Roverson’s brow was weathered and furrowed, his nose and cheeks red with gin blossoms, and Roger noticed that Chuck didn’t just drink to be social; he gulped his alcohol as if Prohibition were about to be reinstated. Roger had learned of his previous experience as the captain of a whale-watching schooner down in San Diego, which had eventually led him to his job as dock master at King Harbor. Chuck had admitted to Roger that he really was looking for a job at the neighboring, more upscale Port Royal Marina, where the females were moneyed, bored, and flirty with boat personnel. Chuck sn
orted in an attempt, Roger thought, to laugh. Roger summed up Chuck Roverson in two words: easily manipulated.

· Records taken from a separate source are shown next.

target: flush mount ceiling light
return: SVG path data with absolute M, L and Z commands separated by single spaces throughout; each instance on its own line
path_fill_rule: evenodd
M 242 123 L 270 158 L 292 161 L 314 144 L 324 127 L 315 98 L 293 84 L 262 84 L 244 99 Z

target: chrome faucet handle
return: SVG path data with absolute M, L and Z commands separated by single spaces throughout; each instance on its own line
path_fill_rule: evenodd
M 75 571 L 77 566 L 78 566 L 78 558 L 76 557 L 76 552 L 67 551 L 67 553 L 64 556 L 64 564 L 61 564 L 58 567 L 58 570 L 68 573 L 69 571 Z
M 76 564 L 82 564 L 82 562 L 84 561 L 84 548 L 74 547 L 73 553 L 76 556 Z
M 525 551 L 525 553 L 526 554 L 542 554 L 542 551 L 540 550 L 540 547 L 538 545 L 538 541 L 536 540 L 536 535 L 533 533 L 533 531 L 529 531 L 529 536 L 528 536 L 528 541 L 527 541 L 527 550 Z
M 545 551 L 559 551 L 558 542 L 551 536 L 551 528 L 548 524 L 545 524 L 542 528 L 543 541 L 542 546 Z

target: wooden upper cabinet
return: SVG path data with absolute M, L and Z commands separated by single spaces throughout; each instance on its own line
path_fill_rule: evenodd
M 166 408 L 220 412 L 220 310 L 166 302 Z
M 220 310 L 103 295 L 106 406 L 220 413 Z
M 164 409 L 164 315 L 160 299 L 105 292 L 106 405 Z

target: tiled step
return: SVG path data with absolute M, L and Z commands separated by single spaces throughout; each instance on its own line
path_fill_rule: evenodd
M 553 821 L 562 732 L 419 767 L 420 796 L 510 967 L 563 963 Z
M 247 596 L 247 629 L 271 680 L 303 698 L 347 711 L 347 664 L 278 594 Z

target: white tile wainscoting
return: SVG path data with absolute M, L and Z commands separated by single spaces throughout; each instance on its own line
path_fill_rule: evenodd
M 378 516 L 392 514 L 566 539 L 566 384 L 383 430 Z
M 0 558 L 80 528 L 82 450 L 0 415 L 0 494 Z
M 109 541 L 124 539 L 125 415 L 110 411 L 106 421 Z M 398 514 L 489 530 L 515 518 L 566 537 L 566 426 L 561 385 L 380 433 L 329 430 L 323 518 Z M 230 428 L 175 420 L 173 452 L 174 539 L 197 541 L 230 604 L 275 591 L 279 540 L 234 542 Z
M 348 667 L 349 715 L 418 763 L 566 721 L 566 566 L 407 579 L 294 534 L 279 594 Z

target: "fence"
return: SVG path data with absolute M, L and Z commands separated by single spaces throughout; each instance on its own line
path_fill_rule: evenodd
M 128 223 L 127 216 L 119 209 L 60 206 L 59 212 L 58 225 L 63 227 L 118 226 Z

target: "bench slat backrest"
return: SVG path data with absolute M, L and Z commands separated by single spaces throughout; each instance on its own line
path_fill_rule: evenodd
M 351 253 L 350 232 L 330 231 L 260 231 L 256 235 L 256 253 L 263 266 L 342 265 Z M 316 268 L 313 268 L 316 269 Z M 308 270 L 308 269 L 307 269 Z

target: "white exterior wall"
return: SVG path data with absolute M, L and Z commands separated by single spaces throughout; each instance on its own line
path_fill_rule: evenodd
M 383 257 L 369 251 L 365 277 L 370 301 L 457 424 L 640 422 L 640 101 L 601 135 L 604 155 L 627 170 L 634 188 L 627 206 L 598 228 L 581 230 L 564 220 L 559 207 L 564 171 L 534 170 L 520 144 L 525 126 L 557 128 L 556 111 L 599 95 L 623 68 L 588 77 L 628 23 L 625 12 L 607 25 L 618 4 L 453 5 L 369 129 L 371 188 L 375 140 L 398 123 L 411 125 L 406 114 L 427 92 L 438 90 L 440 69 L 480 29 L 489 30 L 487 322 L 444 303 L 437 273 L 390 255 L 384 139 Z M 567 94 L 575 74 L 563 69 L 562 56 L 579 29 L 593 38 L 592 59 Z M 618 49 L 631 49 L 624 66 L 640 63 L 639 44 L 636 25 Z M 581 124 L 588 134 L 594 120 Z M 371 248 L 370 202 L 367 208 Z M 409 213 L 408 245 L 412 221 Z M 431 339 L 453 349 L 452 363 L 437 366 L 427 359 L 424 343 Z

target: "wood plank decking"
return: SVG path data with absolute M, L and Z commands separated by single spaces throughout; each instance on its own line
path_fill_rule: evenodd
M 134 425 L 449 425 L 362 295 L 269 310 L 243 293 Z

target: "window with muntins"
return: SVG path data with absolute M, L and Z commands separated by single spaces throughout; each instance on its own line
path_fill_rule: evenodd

“So, Chuck, my wife Nancy Hadley has just recently rented a boat slip in King Harbor.”
Chuck’s smile vanished. He grew quiet and stared at his drink.
“I signed that this morning,” he finally said.
“Yes, then you know. You see, Nancy and I are having a little disagreement on what the future looks like. And well, I was hoping you might be able to help me.”
“How so?” Chuck slurred.
“I love my wife.”
Chuck snorted and chortled again.
Roger paused for a moment, irritated, and then continued. “I love my wife, and I want her to realize that home, with me, is where she belongs.” Roger reached for his wallet. “I was hoping you could help me make her understand that life on a boat can be, shall we say, uncomfortable.” Roger stared hard at Chuck to make sure the words sank into his pickled brain.
Chuck Roverson sat there for a second, brow furrowed, trying to grasp the concept.
“I want you to make her life in the marina a little harder than it is for other liveaboards.”
“Oh, you mean like cite her for violations and stuff?”
“That’s exactly what I mean, but maybe take it one step further.”
“I could have someone sink her boat?”
“No, that’s a buoy too far, my friend. Somewhere between minor infractions and going down like the Edmund Fitzgerald. I just want her to come home, not press charges. Can you do that for me, Chuck?” Roger flashed fifteen one-hundred dollar bills at him and gave him a healthy pat on the shoulder, as if they were devious, scheming comrades.
Chuck hovered in his seat. He stared at the cash.
Roger knew the money would be like catnip.
“How soon do you want the little lady home?”